AMMCS-2011 Semi-Plenary Talk:

Towards a Robust, Multi-Domain, Energy Stable WENO Formulation for High Speed Flows

by Mark Carpenter

NASA Langley Research Center

Weighted Essentially NonOscillatory (WENO) schemes are routinely used to perform high resolution simulations of canonical problems containing discontinuities, and are extremely successful in this context. Because conventional WENO formulations have numerous structural and design constraints (e.g. structured meshes, accuracy, conservation, stencil biasing . . .), extension to complex geometries is problematic. Herein, we demonstrate a general multi-block WENO capability, based on uniformly accurate fourth-order and sixth-order, finite-domain, Energy Stable WENO (ESWENO) operators. The individual blocks feature boundary closures that maintain design accuracy, conservation and L2 stability, while accommodating full WENO stencil biasing. The adjoining blocks are coupled using interface penalties motivated by Internal Penalty and DG formulations. Test cases are presented that demonstrate the efficacy of the new multi-domain ESWENO approach on high speed flow problems.

This work is performed in conjunction with Dr. Nail K. Yamaleev (North Carolina A & T State University, USA, and Travis Fisher (NASA Langley Research Center, USA).

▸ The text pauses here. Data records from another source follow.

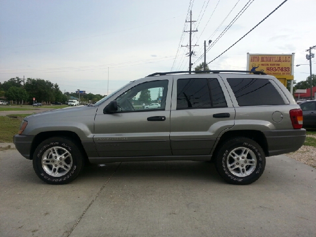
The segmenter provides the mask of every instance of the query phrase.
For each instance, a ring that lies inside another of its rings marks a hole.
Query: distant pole
[[[108,94],[107,96],[109,95],[109,68],[108,67]]]
[[[24,85],[25,85],[25,82],[24,81],[24,76],[23,76],[23,88],[24,88]],[[23,105],[23,99],[22,100],[22,105]]]
[[[204,40],[204,71],[206,67],[206,40]]]
[[[314,57],[314,54],[312,54],[312,49],[314,49],[316,47],[316,45],[312,47],[310,47],[309,49],[306,49],[307,52],[310,53],[310,55],[306,54],[306,59],[310,60],[310,76],[311,77],[310,83],[311,83],[311,99],[313,100],[313,78],[312,78],[312,58]]]
[[[312,78],[312,48],[310,47],[310,73],[311,75],[311,99],[313,100],[313,79]]]

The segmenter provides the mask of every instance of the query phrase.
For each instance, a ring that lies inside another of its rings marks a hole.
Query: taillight
[[[290,117],[293,128],[302,128],[303,126],[303,112],[301,109],[290,110]]]
[[[19,134],[22,134],[22,133],[23,132],[23,131],[24,131],[24,129],[26,127],[27,125],[28,125],[27,121],[23,121],[22,122],[21,125],[20,126],[19,132],[18,133]]]

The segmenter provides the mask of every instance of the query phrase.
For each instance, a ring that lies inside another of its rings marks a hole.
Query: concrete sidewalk
[[[247,186],[196,161],[88,166],[56,186],[16,150],[0,152],[0,236],[315,236],[316,170],[267,159]]]

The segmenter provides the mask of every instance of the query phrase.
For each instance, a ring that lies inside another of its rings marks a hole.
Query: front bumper
[[[35,137],[35,136],[25,136],[19,134],[13,136],[13,143],[15,145],[16,150],[28,159],[31,159],[30,155],[32,143]]]
[[[269,156],[297,151],[306,138],[306,130],[300,129],[263,131],[268,143]]]

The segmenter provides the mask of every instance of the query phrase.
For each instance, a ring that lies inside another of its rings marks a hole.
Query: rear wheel
[[[65,184],[77,178],[84,159],[75,142],[66,137],[49,138],[37,148],[33,168],[39,177],[49,184]]]
[[[266,166],[262,148],[246,137],[226,141],[217,153],[215,164],[220,175],[232,184],[250,184],[261,176]]]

Mark H. Carpenter received a BSc in Chemistry from Bethel College in 1981, and PhD in Mechanical Engineering (combustion emphasis) from Carnegie-Mellon in 1986. After graduation he accepted a position at NASA Langley Research Center, Hampton VA, USA. He has worked at Langley continuously for nearly 25 years, with the exception of a sabbatical year (2006) serving as a visiting professor at Technical University of Delft, The Netherlands. His research interests include the development of 1) high-order finite difference and spectral methods, 2) high-order explicit and implicit temporal integrators and 3) linear and nonlinear solvers. The applications motivating this development over the past decade include DNS/LES of high speed, chemically reacting flows, boundary layer stability and transition phenomena, and acoustic liner development. He currently serves on the editorial board of Journal of Scientific Computing, and the advisory panel for the International Conference of Spectral and High-order methods.